The oil price collapse with the demand crash in the Covid-19 outbreak, and the month-long oil price war between Saudi Arabia and Russia are pressuring Canada's economic activity, more than 5 percent of which comes from the oil and gas sector.
Canada's oil industry – which contributed US$77.4 billion (C$108 billion) in direct real GDP to the economy in 2019, or 5.6 percent of Canadian GDP – was hit hard by the double supply-demand shock over the past two months, becoming one of the first collateral victims of the Saudi-Russian spat.
The recovery of Canada's oil industry after this shock will be slow, considering the fact that the global glut threatens to fill up all available storage by as early as mid-May.
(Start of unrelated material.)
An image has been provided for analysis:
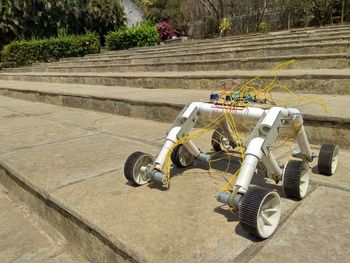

Many firms may not survive this price crash.
Because of the importance of the oil industry in Canada's economy and trade in goods, overall economic recovery in the country could be slower than analysts had initially predicted and slower than in other advanced economies that are not big oil producers.
A Reuters poll of 25 economists at the end of April showed that Canada's economy likely shrank by 9.8 percent annually in Q1 and is set for a 37.5-percent plunge in Q2.
In a flash GDP estimate in mid-April, Statistics Canada said the economy contracted by 9 percent in March, the steepest one-month GDP drop ever since the series started in 1961. More than 1 million people lost their jobs in March, with employment rate down by 3.3 percentage points to 58.5 percent—the lowest rate since April 1997.